The wreckage of an Air Algerie plane missing since early Thursday with 116 people on board has been found in Mali near the Burkina Faso border, AFP reports according to an army coordinator in Burkina Faso and the French presidency.
The wreckage of an Air Algerie plane missing since early Thursday with 116 people on board has been found in Mali near the Burkina Faso border, AFP reports according to an army coordinator in Burkina Faso and the French presidency.
"We have found the Algerian plane. The wreck has been located ... 50 kilometres (30 miles) north of the Burkina Faso border" in the Malian region of Gossi, said General Gilbert Diendiere of the Burkina Faso army.
"At the moment we have no further information on (the fate of) the passengers but our teams are hard at work," he said.
Diendiere gave no indication as to what may have caused the plane to crash.
The French president's office said Friday the jet was clearly identified even though it had "disintegrated".
A "French military unit has been sent to (the area) to secure the site and gather evidence", it added in a statement.
President Francois Hollande expressed his solidarity with the families and friends of the victims.
Flight AH5017, which took off from Ouagadougou bound for Algiers with 51 French nationals aboard according to French Foreign Minister Laurent Fabius, went missing amid reports of heavy storms, company sources and officials said.
The airline said there were also 24 Burkinabe, eight Lebanese, six Algerians, six Spanish, five Canadians, four Germans and two Luxembourg nationals on board.
Canadian media said a Canadian family of four were among the victims.
The mother, father and two children lived in a suburb of Montreal and were returning home with a friend -- a resident of nearby Sherbrooke, Quebec -- from another couple's 50th wedding anniversary celebrations in Burkina Faso, said French-language broadcaster LCN.
An Air Algerie official in Montreal was not able to confirm the reports.
The flight had been presumed lost even before Hollande appeared on TV to announce: "Everything leads us to believe that the plane has crashed."
He said the plane's Spanish crew had signalled they were altering course "due to particularly difficult weather conditions".
Fabius had said earlier that "contact was lost with the McDonnell Douglas 83 at 1:47 (local time), a little after the pilots said they were diverting from the route due to meteorological reasons".
Algerian radio quoted Prime Minister Abdelmalek Sellal as saying the plane dropped off the radar at Gao, 500 kilometres (about 300 miles) from the Algerian border.
- Poor visibility -
Mali, Algeria, Niger and France coordinated their search efforts under the umbrella of the French-led military intervention in Mali, Operation Serval.
"Even though the aircraft was above Mali it was in airspace managed by the control centre in Niamey in Niger," an air traffic control official told AFP.
Aviation sources told AFP the MD-83 was leased from Spanish company Swiftair.
Its six-member crew were all Spanish, said Spain's airline pilots' union Sepla, and Swiftair confirmed the aircraft went missing less than an hour after take-off.

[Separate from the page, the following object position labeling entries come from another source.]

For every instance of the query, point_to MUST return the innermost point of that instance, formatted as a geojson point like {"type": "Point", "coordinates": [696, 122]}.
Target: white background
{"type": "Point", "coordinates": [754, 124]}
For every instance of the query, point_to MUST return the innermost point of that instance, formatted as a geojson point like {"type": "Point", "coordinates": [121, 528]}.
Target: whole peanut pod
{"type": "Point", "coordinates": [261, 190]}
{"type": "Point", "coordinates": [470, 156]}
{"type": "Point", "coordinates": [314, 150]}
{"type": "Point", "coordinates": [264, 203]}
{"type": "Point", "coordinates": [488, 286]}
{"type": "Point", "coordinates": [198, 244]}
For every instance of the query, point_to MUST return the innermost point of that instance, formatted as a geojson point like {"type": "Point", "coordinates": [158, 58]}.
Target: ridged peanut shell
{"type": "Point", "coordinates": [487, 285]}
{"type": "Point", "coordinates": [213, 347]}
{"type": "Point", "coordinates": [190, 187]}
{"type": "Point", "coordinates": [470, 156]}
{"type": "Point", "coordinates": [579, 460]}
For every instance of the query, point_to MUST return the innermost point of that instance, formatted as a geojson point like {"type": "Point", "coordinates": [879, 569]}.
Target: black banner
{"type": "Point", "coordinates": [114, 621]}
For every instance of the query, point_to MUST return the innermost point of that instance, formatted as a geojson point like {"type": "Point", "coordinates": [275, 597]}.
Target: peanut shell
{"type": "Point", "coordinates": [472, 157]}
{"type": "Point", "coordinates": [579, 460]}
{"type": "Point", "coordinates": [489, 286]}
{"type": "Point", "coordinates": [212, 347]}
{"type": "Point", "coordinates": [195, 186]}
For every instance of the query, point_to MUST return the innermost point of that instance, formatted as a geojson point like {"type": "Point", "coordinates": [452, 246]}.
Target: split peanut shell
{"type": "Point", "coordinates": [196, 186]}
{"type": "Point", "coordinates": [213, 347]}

"The plane was not far from the Algerian frontier when the crew was asked to make a detour because of poor visibility and to prevent the risk of collision with another aircraft on the Algiers-Bamako route," an airline source said.

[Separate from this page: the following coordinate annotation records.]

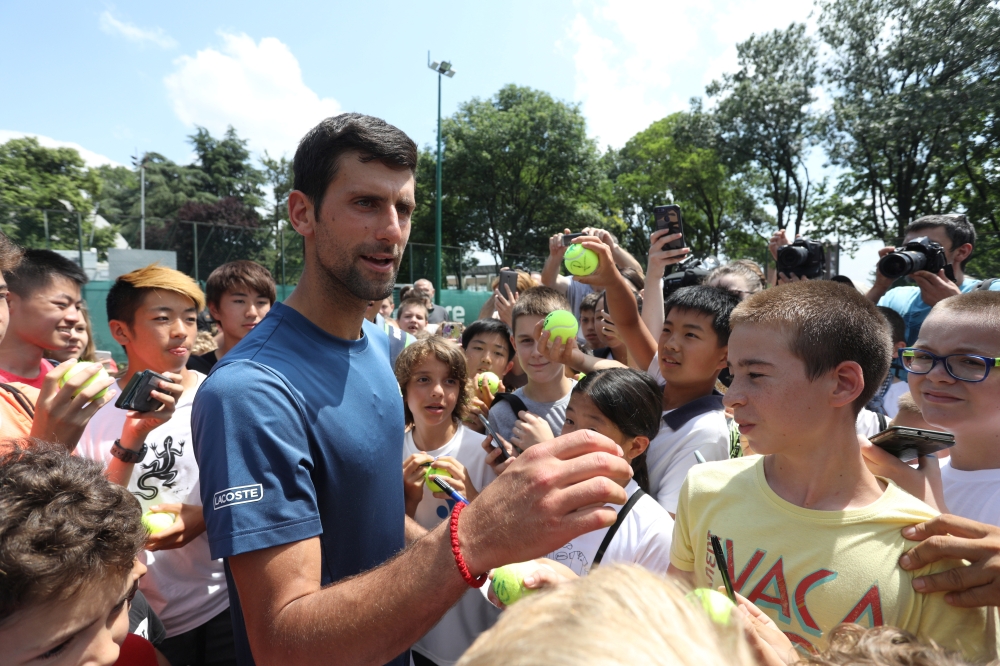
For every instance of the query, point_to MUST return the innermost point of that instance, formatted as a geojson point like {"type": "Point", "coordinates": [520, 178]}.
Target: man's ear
{"type": "Point", "coordinates": [302, 213]}
{"type": "Point", "coordinates": [849, 384]}
{"type": "Point", "coordinates": [120, 331]}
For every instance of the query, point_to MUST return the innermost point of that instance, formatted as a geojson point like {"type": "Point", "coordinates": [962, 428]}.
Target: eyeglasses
{"type": "Point", "coordinates": [963, 367]}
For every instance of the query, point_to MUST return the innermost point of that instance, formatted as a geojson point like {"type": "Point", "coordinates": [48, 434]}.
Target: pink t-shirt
{"type": "Point", "coordinates": [8, 378]}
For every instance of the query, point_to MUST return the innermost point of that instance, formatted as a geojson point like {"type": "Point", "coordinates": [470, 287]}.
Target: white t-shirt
{"type": "Point", "coordinates": [891, 400]}
{"type": "Point", "coordinates": [184, 586]}
{"type": "Point", "coordinates": [671, 452]}
{"type": "Point", "coordinates": [974, 495]}
{"type": "Point", "coordinates": [472, 615]}
{"type": "Point", "coordinates": [643, 538]}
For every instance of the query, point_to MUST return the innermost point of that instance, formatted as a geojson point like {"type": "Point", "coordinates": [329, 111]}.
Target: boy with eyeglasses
{"type": "Point", "coordinates": [955, 381]}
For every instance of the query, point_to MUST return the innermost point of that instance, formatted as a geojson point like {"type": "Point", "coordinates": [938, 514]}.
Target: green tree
{"type": "Point", "coordinates": [518, 167]}
{"type": "Point", "coordinates": [764, 119]}
{"type": "Point", "coordinates": [914, 83]}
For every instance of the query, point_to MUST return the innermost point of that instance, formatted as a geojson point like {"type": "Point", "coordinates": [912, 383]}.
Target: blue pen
{"type": "Point", "coordinates": [445, 486]}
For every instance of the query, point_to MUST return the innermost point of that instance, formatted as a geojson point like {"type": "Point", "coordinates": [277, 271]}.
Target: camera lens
{"type": "Point", "coordinates": [898, 264]}
{"type": "Point", "coordinates": [790, 256]}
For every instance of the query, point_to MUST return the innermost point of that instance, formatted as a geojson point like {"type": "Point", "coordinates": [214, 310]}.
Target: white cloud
{"type": "Point", "coordinates": [255, 87]}
{"type": "Point", "coordinates": [90, 157]}
{"type": "Point", "coordinates": [638, 60]}
{"type": "Point", "coordinates": [134, 33]}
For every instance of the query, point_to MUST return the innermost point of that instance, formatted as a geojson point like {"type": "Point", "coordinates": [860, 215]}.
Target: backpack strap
{"type": "Point", "coordinates": [636, 496]}
{"type": "Point", "coordinates": [22, 399]}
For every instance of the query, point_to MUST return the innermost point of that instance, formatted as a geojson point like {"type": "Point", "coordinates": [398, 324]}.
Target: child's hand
{"type": "Point", "coordinates": [530, 430]}
{"type": "Point", "coordinates": [769, 643]}
{"type": "Point", "coordinates": [493, 458]}
{"type": "Point", "coordinates": [554, 349]}
{"type": "Point", "coordinates": [414, 469]}
{"type": "Point", "coordinates": [924, 482]}
{"type": "Point", "coordinates": [459, 480]}
{"type": "Point", "coordinates": [547, 574]}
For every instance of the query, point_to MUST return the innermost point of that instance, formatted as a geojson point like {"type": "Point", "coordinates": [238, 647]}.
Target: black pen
{"type": "Point", "coordinates": [720, 560]}
{"type": "Point", "coordinates": [446, 487]}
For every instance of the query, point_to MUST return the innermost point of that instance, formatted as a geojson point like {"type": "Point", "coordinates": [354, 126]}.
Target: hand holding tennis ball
{"type": "Point", "coordinates": [508, 582]}
{"type": "Point", "coordinates": [78, 367]}
{"type": "Point", "coordinates": [717, 605]}
{"type": "Point", "coordinates": [157, 522]}
{"type": "Point", "coordinates": [435, 471]}
{"type": "Point", "coordinates": [579, 260]}
{"type": "Point", "coordinates": [561, 325]}
{"type": "Point", "coordinates": [490, 380]}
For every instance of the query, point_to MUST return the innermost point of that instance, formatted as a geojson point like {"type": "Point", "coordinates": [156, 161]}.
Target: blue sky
{"type": "Point", "coordinates": [111, 79]}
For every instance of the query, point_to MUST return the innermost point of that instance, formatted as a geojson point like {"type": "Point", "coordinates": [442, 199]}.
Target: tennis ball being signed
{"type": "Point", "coordinates": [157, 522]}
{"type": "Point", "coordinates": [579, 260]}
{"type": "Point", "coordinates": [491, 380]}
{"type": "Point", "coordinates": [717, 605]}
{"type": "Point", "coordinates": [78, 367]}
{"type": "Point", "coordinates": [561, 324]}
{"type": "Point", "coordinates": [508, 581]}
{"type": "Point", "coordinates": [434, 471]}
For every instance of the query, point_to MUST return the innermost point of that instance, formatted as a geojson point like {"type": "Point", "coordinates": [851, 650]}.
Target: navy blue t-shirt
{"type": "Point", "coordinates": [299, 434]}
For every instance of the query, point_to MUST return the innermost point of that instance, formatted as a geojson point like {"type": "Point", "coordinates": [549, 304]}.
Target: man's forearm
{"type": "Point", "coordinates": [367, 619]}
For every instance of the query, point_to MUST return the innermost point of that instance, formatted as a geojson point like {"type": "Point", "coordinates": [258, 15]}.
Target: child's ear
{"type": "Point", "coordinates": [120, 332]}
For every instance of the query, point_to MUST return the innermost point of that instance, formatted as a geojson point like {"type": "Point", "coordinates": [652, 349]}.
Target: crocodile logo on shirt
{"type": "Point", "coordinates": [162, 468]}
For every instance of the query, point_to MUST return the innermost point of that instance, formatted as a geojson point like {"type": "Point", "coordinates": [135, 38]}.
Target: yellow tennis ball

"Contact was lost after the change of course."
The plane had apparently been given the "all clear" following an inspection in France only this week, French civil aviation authority DGAC said.
In France, two crisis units were set up, one at the DGAC and another at the foreign ministry, in addition to two further centres at Charles De Gaulle airport in Paris and at Marseille airport.
DGAC said many passengers had been due to catch onward connecting flights to Paris and Marseille.
One French family had seven people on the plane, a brother of one passenger told AFP.
"There was my brother, his wife and their four children, plus my nephew," Amadou Ouedraogo said via telephone.
'Emergency plan'
A controller in Mali, speaking on condition of anonymity, said the area was rocked by "strong storms" overnight.
Air Algerie, in a statement carried by national news agency APS, said it had initiated an "emergency plan" in the search for AH5017, which flies the four-hour passenger route four times a week.
In Cuba, the daughter of President Raul Castro assured journalists she was alive and well, contradicting reports that she had been onboard the doomed flight.
Mariela Castro, a sexologist and gay rights activist, said she had been told there was another passenger of the same name aboard flight AH5017.
The crash comes at the end of a disastrous week for the aviation industry.
On July 17, a Malaysia Airlines jet crashed in eastern Ukraine, killing all 298 people on board.
A Taiwanese aircraft crashed in torrential rain in southwest Taiwan on Wednesday, killing 48.
In February, a C-130 military aircraft carrying 78 people in Algeria's mountainous northeast crashed, killing more than 70 people.
The plane had been flying from the desert garrison town of Tamanrasset in Algeria's deep south to Constantine, 320 kilometres east of Algiers.
Tamanrasset was also the site of the country's worst civilian air disaster, in March 2003 that killed all but one of the 103 people onboard an Air Algerie Boeing 737-200.